I first found out about meditation when I was 19. I was a college sophomore who had broken free of the chains of Midwestern white Christianity and ventured into the realm of Eastern thought. That’s when I discovered Buddhism in particular, and meditation in general.
As I read about meditation, and why Buddhists promoted it as a central part of their religion, I loved the idea of it.

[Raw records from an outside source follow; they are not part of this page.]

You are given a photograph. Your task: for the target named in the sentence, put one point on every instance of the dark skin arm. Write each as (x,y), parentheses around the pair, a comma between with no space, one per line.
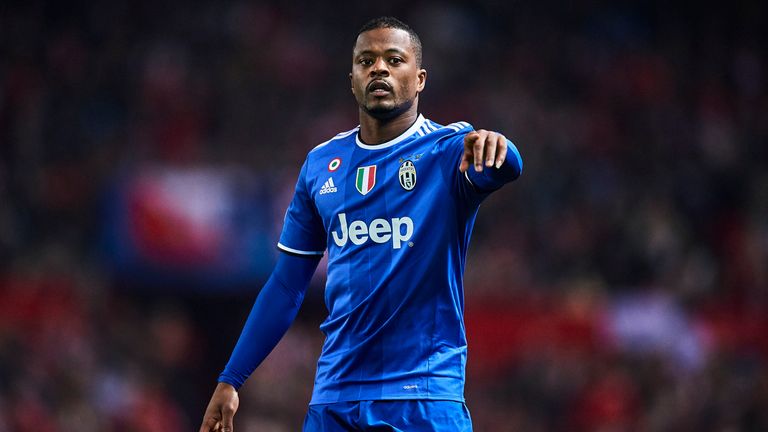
(221,409)
(483,146)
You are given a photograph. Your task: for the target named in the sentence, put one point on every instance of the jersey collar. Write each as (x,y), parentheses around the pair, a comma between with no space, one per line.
(410,131)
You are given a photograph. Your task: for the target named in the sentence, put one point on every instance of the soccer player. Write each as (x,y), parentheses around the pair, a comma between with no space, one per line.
(393,201)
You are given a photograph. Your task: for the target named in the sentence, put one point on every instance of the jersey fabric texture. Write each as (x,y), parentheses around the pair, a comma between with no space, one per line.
(394,416)
(396,220)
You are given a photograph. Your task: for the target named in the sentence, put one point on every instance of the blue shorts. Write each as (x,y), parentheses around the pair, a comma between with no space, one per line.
(389,415)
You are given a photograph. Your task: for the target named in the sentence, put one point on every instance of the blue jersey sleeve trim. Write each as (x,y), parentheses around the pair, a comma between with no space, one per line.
(297,251)
(272,313)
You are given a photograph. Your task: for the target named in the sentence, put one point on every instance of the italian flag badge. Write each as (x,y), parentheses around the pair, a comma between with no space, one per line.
(366,179)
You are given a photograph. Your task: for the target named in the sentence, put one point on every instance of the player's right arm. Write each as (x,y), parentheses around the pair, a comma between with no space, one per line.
(273,312)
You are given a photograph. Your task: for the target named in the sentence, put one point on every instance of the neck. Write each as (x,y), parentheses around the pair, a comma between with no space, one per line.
(376,131)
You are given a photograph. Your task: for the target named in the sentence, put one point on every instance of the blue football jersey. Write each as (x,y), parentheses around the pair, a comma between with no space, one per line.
(396,220)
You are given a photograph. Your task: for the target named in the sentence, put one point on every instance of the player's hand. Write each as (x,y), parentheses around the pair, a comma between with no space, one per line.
(221,409)
(483,147)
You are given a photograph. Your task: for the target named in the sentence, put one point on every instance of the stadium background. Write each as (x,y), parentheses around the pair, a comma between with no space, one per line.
(148,149)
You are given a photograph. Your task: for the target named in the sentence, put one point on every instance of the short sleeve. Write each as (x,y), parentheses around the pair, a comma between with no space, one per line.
(303,231)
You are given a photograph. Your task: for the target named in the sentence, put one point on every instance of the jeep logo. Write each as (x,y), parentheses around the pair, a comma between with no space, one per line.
(379,230)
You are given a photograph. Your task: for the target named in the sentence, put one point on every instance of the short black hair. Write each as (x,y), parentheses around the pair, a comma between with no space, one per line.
(392,22)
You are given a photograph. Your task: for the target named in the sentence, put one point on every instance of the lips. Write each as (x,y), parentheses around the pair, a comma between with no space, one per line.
(379,87)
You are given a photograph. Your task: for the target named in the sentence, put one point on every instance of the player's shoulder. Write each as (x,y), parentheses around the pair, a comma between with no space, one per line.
(451,129)
(336,139)
(444,137)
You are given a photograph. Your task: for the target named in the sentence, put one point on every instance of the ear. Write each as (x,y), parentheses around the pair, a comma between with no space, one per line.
(421,78)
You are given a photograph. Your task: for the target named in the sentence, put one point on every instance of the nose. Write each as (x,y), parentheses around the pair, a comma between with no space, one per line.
(380,67)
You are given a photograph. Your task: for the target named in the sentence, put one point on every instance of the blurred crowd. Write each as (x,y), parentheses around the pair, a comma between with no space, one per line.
(621,284)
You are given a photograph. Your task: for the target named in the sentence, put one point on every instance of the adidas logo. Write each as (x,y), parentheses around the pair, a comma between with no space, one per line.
(328,186)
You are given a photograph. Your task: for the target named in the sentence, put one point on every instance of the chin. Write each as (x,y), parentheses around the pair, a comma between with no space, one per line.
(383,112)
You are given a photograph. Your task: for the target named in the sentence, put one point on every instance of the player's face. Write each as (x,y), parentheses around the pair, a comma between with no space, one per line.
(385,77)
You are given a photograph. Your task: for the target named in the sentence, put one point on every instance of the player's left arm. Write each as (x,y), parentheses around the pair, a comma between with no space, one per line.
(494,159)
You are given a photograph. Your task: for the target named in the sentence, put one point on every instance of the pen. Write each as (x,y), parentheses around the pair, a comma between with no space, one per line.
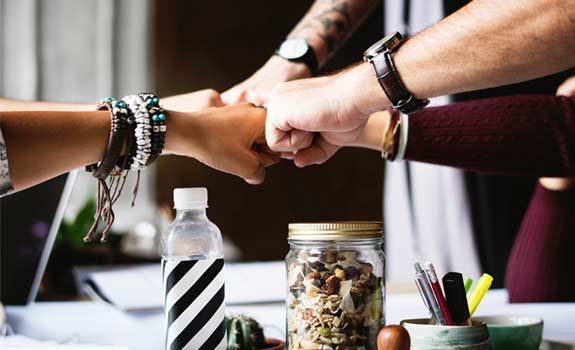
(478,292)
(467,282)
(428,294)
(436,289)
(419,288)
(455,297)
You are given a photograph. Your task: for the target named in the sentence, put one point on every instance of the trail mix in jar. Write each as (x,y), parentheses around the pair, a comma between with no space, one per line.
(335,302)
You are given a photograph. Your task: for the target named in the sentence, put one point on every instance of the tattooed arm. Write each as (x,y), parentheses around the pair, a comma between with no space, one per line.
(329,23)
(325,28)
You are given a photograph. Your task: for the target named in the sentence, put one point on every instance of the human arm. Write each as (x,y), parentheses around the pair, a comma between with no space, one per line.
(189,102)
(325,27)
(525,135)
(485,44)
(44,144)
(567,88)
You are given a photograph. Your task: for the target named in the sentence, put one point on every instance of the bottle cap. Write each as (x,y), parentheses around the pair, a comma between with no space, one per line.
(191,198)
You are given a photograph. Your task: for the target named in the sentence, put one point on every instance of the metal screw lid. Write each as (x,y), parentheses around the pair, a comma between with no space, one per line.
(336,230)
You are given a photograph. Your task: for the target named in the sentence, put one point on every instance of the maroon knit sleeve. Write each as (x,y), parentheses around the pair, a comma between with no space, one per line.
(529,135)
(540,266)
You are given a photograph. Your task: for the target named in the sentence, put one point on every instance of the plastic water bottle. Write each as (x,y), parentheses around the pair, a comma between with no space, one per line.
(192,270)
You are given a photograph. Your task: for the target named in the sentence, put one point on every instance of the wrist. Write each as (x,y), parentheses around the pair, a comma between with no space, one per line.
(359,88)
(183,135)
(373,135)
(287,70)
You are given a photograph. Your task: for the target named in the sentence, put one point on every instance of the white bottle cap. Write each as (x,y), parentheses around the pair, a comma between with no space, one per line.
(191,198)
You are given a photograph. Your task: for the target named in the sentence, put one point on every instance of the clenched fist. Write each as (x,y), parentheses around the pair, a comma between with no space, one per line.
(309,119)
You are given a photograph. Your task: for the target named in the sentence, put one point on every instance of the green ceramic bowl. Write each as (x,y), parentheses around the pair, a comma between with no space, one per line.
(513,332)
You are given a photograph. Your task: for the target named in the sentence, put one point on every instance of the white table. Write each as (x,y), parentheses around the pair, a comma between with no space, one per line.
(97,322)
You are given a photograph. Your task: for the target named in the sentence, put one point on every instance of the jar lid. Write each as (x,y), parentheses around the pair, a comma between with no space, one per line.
(336,230)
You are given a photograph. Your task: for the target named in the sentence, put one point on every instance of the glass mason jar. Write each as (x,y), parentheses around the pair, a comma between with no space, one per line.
(336,286)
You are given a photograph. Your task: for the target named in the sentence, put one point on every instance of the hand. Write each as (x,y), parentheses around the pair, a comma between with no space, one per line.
(257,88)
(194,101)
(335,106)
(230,139)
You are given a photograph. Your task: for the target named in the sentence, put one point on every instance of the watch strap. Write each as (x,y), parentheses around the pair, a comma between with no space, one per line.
(390,81)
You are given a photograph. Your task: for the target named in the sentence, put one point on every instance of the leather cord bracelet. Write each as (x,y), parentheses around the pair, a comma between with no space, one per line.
(391,137)
(101,171)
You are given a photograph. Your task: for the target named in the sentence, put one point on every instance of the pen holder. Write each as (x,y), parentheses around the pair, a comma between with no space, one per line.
(426,336)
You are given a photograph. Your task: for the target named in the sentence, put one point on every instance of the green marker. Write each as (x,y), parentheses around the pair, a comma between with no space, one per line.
(467,282)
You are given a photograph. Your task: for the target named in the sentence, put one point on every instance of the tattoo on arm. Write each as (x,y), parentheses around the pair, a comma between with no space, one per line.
(333,20)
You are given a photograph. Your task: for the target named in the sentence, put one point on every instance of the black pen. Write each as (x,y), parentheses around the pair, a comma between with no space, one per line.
(456,298)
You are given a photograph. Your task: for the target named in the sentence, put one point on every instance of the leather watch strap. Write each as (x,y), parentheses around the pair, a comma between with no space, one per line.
(391,83)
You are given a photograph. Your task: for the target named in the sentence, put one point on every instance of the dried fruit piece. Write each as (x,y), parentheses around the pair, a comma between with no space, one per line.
(332,285)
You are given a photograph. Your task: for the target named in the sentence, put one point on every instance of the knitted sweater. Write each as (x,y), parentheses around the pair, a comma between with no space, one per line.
(527,135)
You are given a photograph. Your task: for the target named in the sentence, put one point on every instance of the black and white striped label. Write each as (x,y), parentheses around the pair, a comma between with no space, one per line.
(194,304)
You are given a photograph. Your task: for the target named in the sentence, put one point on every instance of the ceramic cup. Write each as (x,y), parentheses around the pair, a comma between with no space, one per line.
(513,332)
(426,336)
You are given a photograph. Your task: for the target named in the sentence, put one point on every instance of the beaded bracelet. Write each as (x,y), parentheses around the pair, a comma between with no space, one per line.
(142,131)
(158,119)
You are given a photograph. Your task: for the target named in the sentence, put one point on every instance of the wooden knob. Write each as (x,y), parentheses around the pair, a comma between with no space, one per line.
(393,337)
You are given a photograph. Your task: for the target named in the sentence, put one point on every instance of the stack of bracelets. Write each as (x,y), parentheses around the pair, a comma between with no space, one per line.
(138,127)
(395,137)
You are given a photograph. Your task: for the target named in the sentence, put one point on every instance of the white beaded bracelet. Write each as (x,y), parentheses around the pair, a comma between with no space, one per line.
(142,132)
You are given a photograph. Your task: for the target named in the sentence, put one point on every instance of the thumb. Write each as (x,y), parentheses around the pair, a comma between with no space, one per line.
(318,153)
(234,95)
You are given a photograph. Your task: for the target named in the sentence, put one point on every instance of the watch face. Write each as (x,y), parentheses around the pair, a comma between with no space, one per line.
(388,43)
(293,48)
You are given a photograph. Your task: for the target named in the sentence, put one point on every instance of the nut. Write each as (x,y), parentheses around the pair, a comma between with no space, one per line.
(332,285)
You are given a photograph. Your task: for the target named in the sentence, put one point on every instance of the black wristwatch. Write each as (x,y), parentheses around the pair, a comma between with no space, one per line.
(298,50)
(379,55)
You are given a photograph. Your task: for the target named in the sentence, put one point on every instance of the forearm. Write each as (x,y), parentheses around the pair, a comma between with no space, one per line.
(44,144)
(489,43)
(529,135)
(8,105)
(329,23)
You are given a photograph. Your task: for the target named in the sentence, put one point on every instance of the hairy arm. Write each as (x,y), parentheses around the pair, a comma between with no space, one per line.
(329,23)
(325,28)
(487,43)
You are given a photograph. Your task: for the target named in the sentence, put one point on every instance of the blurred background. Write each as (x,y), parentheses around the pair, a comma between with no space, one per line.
(81,51)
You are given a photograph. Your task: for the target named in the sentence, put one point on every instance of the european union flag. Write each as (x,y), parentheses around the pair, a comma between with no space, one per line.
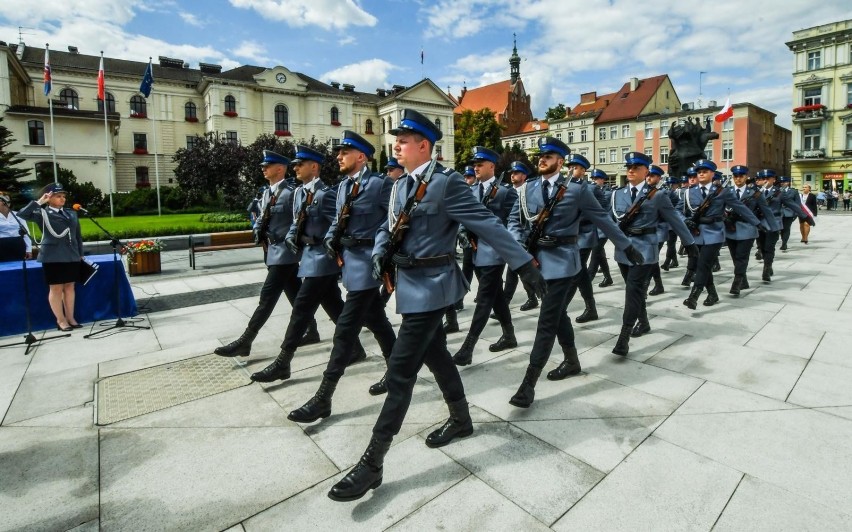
(147,80)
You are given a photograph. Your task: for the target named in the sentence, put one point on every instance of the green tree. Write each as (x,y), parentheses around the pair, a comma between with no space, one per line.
(556,113)
(476,128)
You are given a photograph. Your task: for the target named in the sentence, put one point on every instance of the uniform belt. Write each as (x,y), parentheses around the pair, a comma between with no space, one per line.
(555,241)
(351,242)
(407,261)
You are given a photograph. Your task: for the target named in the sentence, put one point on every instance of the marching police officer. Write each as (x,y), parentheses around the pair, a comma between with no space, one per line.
(313,212)
(703,206)
(488,264)
(556,251)
(362,206)
(282,265)
(638,207)
(433,201)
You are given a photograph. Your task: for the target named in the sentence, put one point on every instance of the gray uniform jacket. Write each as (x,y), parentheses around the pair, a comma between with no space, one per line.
(315,263)
(432,233)
(369,211)
(501,205)
(280,219)
(712,228)
(564,260)
(647,221)
(69,248)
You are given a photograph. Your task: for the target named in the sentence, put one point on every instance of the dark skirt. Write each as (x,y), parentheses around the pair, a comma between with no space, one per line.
(61,272)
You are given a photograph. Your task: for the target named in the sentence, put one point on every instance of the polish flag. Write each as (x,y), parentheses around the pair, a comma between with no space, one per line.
(101,87)
(726,112)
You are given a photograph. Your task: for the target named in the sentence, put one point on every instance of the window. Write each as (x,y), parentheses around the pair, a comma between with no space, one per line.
(727,150)
(36,132)
(282,118)
(814,60)
(142,177)
(110,103)
(69,98)
(812,96)
(138,107)
(230,104)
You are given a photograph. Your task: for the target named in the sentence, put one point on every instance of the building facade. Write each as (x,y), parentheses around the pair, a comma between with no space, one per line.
(822,106)
(238,104)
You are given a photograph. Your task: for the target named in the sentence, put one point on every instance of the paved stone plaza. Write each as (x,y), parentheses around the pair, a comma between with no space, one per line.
(737,417)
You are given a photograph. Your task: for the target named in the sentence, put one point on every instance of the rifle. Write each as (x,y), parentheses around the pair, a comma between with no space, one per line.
(633,211)
(537,230)
(400,227)
(343,220)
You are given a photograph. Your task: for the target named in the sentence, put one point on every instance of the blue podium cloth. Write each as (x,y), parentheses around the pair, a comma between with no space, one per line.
(94,301)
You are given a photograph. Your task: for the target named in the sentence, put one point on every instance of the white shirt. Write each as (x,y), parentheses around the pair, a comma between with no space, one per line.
(9,228)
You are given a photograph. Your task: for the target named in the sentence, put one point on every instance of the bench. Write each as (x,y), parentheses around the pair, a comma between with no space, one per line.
(221,241)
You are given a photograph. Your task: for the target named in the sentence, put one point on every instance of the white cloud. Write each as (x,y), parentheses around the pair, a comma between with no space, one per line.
(327,14)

And that’s about as far as it went: I loved the idea of meditating, but the practice — not so much.
I can remember the first time I tried to do Zazen meditation (the preferred mode of Soto Zen practitioners). I sat down, closed my eyes, focused on my breathing, and attempted to not think of anything. It didn’t work. Then I remembered that I shouldn’t try to not think; I should simply not think — but not think about not thinking. Immediately, I found myself sweating, in pain, and anxious with self-criticism. I was pretty sure that’s not what Dogen (the founder of Zen) had in mind for meditators.
The Various Flavors of Disappointment
So Zazen didn’t go well for me. But there are so many types of meditation under the Buddhist umbrella; one of them had to be non-anxiety-inducing, and bring me the benefits that I had heard so much about.
I moved on to Vipassana, Metta, Walking Meditation, Mindfulness Meditation, and even some (admittedly bumbling) work with koans (where you meditate while mulling over an esoteric and paradoxical statement or question from a classical Zen text). It was basically one disappointment after another.
I then tried some of the secularized meditation apps, with guided meditations and breathing exercises. Some did help me feel a bit better, but the effects were neither profound nor lasting. I also didn’t see them as doing much more than harnessing the power of breathing to trigger a physiological response.
For all of the forms of meditation I’ve tried over the past 15 years — both spiritual and clinical —…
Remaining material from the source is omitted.